Рефлексия означала для него и переход к более активным отношениям человека с действительностью, к позиции, предполагающей критицизм, пафос гуманности, радикальную идейность. В общем, отмеченное чертами демонизма духовное состояние лермонтовских героев и самого поэта Белинский оценивал как фактор прогресса, «как этап в движении человечества к совершенству».

Мысль о прогрессивном значении творчества Лермонтова стала в дальнейшем устойчивым основанием для его положительной или оправдательной оценки в русской критике. Эту мысль в разное время и по-разному использовали защитники Лермонтова из лагеря радикальных демократов (от А. И. Герцена до Н. К. Михайловского). Ее по-своему развивали некоторые критики и публицисты, защищавшие поэта с позиций религиозно окрашенного почвенничества (например, Ап. А. Григорьев и В. О. Ключевский).

Они воспринимали эволюцию лермонтовской поэзии как движение к народности, которая должна была, по мысли почвенников, стать залогом спасения и плодотворного развития русской культуры. Мысль о важности такого движения для общественного прогресса не всегда высказывалась прямо, но всегда имелась в виду.

Однако аргументация такого рода быстро обнаружила некоторые слабости, не позволившие ей приобрести прочную власть над литературным и общественным сознанием. И это были слабости сущностного порядка. Положительная оценка, основанная на признании исторической прогрессивности оцениваемого явления, оказывалась неустойчивой, так сказать, по определению.

То, что сегодня могло оцениваться как безусловно прогрессивное, завтра, на следующем этапе исторического прогресса, неизбежно теряло право на подобную оценку, а дальше вырисовывалась уже и перспектива полной переоценки: на каком-то из следующих этапов культурного или социального развития то же самое явление могло быть оценено как ненужное прогрессу или даже противостоящее ему.

Эволюция критических суждений о Лермонтове в статьях самого Белинского наглядно демонстрирует эту закономерность: начав с последовательного оправдания лермонтовских героев и восторженной апологии их творца, критик постепенно движется в сторону более скептической и отчужденной их оценки.

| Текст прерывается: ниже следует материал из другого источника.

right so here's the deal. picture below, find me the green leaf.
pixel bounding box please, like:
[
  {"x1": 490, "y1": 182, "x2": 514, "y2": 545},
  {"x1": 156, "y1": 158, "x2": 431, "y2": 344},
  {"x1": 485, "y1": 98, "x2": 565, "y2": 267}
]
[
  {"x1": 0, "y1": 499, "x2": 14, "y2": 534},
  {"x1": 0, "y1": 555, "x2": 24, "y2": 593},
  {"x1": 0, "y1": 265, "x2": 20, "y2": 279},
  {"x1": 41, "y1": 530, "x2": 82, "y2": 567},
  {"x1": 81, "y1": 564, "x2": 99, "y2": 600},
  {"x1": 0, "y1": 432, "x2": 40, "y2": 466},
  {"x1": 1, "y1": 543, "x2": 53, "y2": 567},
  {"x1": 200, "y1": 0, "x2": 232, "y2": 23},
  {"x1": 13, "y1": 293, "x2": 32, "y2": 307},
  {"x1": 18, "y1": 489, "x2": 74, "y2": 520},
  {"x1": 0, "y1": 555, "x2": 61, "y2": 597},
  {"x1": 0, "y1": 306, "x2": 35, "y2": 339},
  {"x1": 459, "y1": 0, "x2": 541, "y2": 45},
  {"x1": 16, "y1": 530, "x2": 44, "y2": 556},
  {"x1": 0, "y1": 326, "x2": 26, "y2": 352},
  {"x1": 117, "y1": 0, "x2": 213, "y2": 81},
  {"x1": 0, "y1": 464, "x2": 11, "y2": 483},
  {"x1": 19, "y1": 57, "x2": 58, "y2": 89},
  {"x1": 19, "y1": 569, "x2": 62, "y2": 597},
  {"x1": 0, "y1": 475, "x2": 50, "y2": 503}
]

Намного дальше заходит такая же эволюция в статьях ближайших преемников Белинского — Чернышевского и Добролюбова: здесь неуклонно усиливается критика лермонтовских героев, приобретающая, наконец, в статье Добролюбова «Что такое обломовщина?» характер классовой вражды. Параллельно совершается пересмотр первоначальных высоких оценок лирики Лермонтова.

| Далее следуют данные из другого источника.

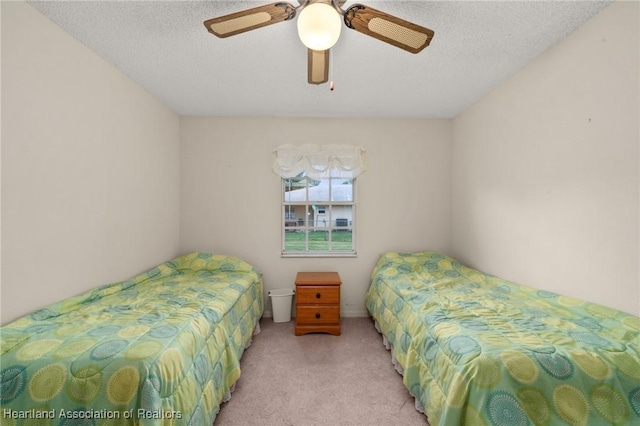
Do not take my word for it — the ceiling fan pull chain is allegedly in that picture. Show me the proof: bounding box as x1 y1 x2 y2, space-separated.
330 51 335 91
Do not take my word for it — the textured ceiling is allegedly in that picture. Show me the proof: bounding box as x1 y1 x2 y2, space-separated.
27 1 612 118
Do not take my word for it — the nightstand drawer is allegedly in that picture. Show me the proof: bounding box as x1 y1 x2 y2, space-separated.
296 306 340 324
296 286 340 305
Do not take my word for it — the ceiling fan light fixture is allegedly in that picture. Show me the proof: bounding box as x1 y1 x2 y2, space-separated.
297 3 342 50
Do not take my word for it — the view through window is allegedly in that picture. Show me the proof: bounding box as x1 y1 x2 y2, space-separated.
282 173 355 256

Поставив вопрос о внутреннем соотношении двух пересекающихся оппозиций, мы без особого труда убеждаемся в том, что исходный, базисной является в их сочетании именно оппозиция бунта-смирения. Все зависит от того, бунт или смирение составляет основу нравственных и социальных идеалов пишущего о Лермонтове критика. И только уже во вторую очередь, исходя из этого, выстраивается система его историософских представлений и выбираются критерии, позволяющие оценить творчество Лермонтова как нечто прогрессивное или как нечто реакционное.

При том, что, как мы убедились, сами понятия прогресса и реакции в суждениях критиков могли и не фигурировать, логическое развитие их мысли роковым образом замыкалось в рамках указанной дилеммы.

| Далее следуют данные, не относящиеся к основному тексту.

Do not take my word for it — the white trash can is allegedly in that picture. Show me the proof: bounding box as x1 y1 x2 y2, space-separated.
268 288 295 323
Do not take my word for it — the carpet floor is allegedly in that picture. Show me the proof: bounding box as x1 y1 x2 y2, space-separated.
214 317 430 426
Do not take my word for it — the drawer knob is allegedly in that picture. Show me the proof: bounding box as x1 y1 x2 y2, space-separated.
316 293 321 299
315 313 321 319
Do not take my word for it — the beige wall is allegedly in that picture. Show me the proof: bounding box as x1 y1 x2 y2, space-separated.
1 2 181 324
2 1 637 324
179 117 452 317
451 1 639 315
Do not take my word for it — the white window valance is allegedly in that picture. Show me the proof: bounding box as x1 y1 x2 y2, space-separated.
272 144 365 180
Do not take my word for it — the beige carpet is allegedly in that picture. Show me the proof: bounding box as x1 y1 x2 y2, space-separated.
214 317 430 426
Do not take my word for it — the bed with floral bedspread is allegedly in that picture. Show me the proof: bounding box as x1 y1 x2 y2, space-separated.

С такой же неизбежностью оно лриводило к тенденциозной односторонности, которая в свою очередь вела к своеобразному препарированию изучаемого. Многосложный и целостный материал художественного творчества расчленялся на «нужное» и «ненужное» для обоснования избранной оценки. «Нужное» выделялось и акцентировалось, «ненужное» затенялось или отбрасывалось (если, скажем, Соловьев не придавал никакого значения звучавшим в поэзии Лермонтова мотивам примирения с Богом и с миром, то Ключевский, напротив, отказывался принимать всерьез мотивы демонические). А так как оба противоположных начала в творчестве Лермонтова присутствовали и совмещались, каждая критическая оценка, взятая в отдельности, означала то или иное искажение действительного положения вещей.